Even though I would bet on this still holding for humans.
boringg
Interesting - whats the frequency - response hypothesis? I don't think you would want to do lymphatic drainage everyday unless you had a problem with your system (?)
canadiantim
Really shows the slow slow slow glacial pace of science and how fragmented the information distribution mechanisms are…
knodi
Or the brain is high complex organ and full of MANY known and unknown functions which meet a specific or general need. Don't forget, it took us 100k years as human to get here, our current understanding of brain. you're being a little harsh here.
s5300
[dead]
There have been a couple of papers [1] that can induce this process while awake using particular image patterns as confirmed in an MRI. I think the NIH confirmation is running behind in the science, independent research is quite a bit ahead of them. I came across the paper on this last year and implemented a very simple page with the parameters they used [2].

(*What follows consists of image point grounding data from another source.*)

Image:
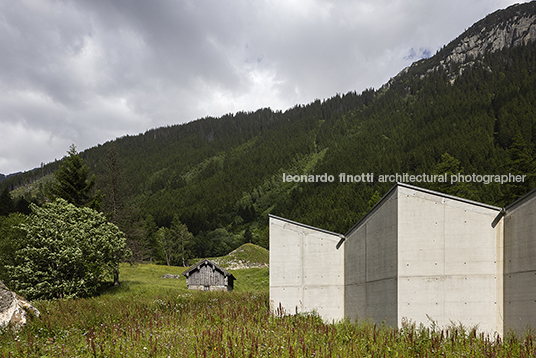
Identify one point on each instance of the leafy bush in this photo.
(67, 252)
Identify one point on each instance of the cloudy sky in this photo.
(84, 72)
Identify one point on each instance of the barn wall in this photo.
(306, 270)
(371, 265)
(520, 265)
(206, 275)
(450, 261)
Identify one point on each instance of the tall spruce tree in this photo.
(74, 183)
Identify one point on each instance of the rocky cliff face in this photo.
(518, 30)
(506, 28)
(14, 310)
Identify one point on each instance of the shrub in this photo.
(67, 252)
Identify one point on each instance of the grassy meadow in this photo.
(147, 316)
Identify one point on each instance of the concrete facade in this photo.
(306, 269)
(520, 264)
(419, 255)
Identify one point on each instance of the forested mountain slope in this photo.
(468, 109)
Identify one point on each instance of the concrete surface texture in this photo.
(306, 270)
(418, 255)
(520, 264)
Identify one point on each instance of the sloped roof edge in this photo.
(305, 225)
(520, 200)
(413, 187)
(225, 272)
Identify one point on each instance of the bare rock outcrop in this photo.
(14, 310)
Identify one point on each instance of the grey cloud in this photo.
(87, 71)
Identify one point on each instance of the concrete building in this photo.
(418, 255)
(520, 263)
(306, 270)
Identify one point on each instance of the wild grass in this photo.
(152, 317)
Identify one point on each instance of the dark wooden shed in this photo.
(207, 276)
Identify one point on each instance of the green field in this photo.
(147, 316)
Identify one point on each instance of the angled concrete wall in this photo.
(520, 264)
(450, 261)
(306, 269)
(371, 265)
(417, 255)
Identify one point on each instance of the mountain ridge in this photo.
(223, 176)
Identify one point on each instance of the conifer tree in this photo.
(74, 183)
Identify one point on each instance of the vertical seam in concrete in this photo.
(443, 304)
(499, 268)
(302, 259)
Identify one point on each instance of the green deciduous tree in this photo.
(67, 252)
(7, 205)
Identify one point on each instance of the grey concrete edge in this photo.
(305, 226)
(413, 187)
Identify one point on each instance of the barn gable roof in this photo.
(209, 263)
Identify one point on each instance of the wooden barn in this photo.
(207, 276)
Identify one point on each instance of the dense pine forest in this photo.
(221, 177)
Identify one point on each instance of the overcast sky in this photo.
(84, 72)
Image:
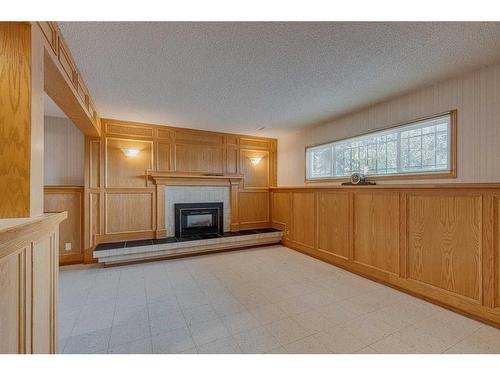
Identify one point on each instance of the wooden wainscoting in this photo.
(29, 284)
(120, 192)
(69, 199)
(439, 242)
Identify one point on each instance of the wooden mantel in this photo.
(193, 179)
(163, 179)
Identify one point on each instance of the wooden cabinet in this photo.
(28, 284)
(440, 242)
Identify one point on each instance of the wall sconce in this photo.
(254, 160)
(130, 152)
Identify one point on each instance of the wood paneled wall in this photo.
(15, 119)
(63, 152)
(440, 242)
(28, 285)
(64, 82)
(121, 200)
(69, 199)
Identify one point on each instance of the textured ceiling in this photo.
(51, 108)
(239, 77)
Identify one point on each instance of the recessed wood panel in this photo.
(199, 158)
(256, 176)
(43, 255)
(95, 167)
(280, 203)
(303, 219)
(124, 171)
(376, 230)
(254, 207)
(70, 230)
(66, 62)
(445, 242)
(255, 143)
(334, 223)
(95, 219)
(11, 273)
(164, 150)
(231, 160)
(198, 137)
(232, 140)
(15, 115)
(129, 212)
(118, 129)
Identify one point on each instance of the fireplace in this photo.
(199, 219)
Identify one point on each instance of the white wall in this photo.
(63, 159)
(476, 96)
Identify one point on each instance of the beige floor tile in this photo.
(225, 345)
(340, 341)
(256, 341)
(308, 345)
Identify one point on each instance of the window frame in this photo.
(452, 173)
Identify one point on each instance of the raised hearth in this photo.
(130, 251)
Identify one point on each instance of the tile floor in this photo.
(262, 300)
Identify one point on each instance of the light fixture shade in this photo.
(254, 160)
(130, 152)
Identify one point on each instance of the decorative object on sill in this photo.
(254, 160)
(130, 152)
(358, 179)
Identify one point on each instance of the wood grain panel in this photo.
(66, 62)
(129, 212)
(198, 158)
(63, 152)
(255, 143)
(231, 160)
(95, 217)
(164, 156)
(118, 129)
(42, 278)
(15, 119)
(253, 207)
(198, 137)
(495, 259)
(11, 274)
(281, 208)
(28, 284)
(95, 163)
(334, 223)
(445, 242)
(303, 219)
(255, 176)
(69, 199)
(376, 230)
(123, 171)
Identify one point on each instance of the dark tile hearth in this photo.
(122, 244)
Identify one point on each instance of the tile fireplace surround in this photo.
(195, 194)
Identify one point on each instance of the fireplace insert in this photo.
(199, 219)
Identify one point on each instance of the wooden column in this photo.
(21, 120)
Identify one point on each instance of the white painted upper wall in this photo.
(475, 95)
(64, 153)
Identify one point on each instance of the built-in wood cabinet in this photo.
(440, 242)
(121, 197)
(28, 284)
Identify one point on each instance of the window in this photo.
(416, 148)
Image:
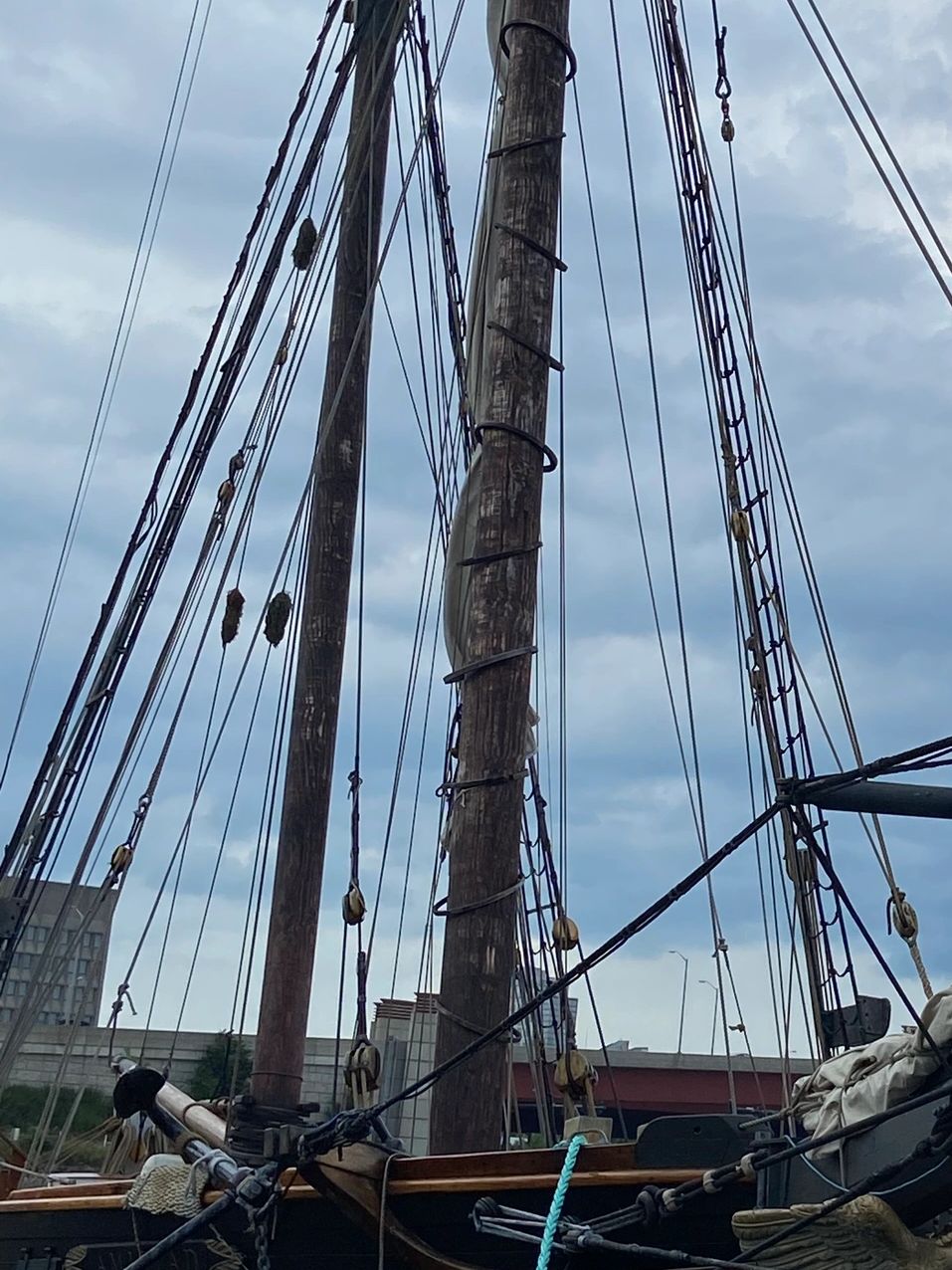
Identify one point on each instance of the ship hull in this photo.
(308, 1228)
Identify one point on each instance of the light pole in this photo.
(717, 1001)
(683, 996)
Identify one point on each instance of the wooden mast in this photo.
(485, 828)
(292, 934)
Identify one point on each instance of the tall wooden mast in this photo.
(292, 934)
(485, 827)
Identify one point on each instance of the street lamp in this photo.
(683, 996)
(717, 1001)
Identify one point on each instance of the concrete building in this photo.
(77, 989)
(635, 1085)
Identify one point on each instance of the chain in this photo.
(262, 1242)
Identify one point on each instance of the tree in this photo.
(214, 1072)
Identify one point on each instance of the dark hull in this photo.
(312, 1229)
(335, 1220)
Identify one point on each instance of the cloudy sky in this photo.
(854, 335)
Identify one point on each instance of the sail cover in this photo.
(869, 1078)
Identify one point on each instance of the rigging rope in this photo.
(56, 778)
(117, 354)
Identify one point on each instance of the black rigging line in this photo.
(587, 964)
(117, 354)
(32, 828)
(883, 177)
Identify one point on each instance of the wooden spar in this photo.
(485, 828)
(292, 934)
(198, 1119)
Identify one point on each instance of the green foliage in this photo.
(22, 1108)
(214, 1071)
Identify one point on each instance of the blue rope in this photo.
(555, 1211)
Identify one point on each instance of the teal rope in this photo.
(555, 1211)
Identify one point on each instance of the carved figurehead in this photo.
(863, 1234)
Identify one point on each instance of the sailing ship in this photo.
(263, 1178)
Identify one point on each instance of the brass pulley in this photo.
(230, 622)
(354, 906)
(276, 617)
(565, 934)
(304, 245)
(119, 861)
(575, 1078)
(362, 1072)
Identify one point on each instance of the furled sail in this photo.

There is a number of disease models that show reduced or no glymphatic clearance and as such these people need treatments to clear out their brains and these image routines seem to help. A lot of people find this pattern extremely taxing to watch especially for the recommended number of cycles, you can feel the effect on the brain its hard to describe the sensation its a bit numbing and the image has the sensation of changing as the cycle runs like its a visual trick. You might get left feeling like you have been clubbed over the head the first time.
I find it interesting this is one aspect of disease research I am looking into and is related to Long Covid and ME/CFS.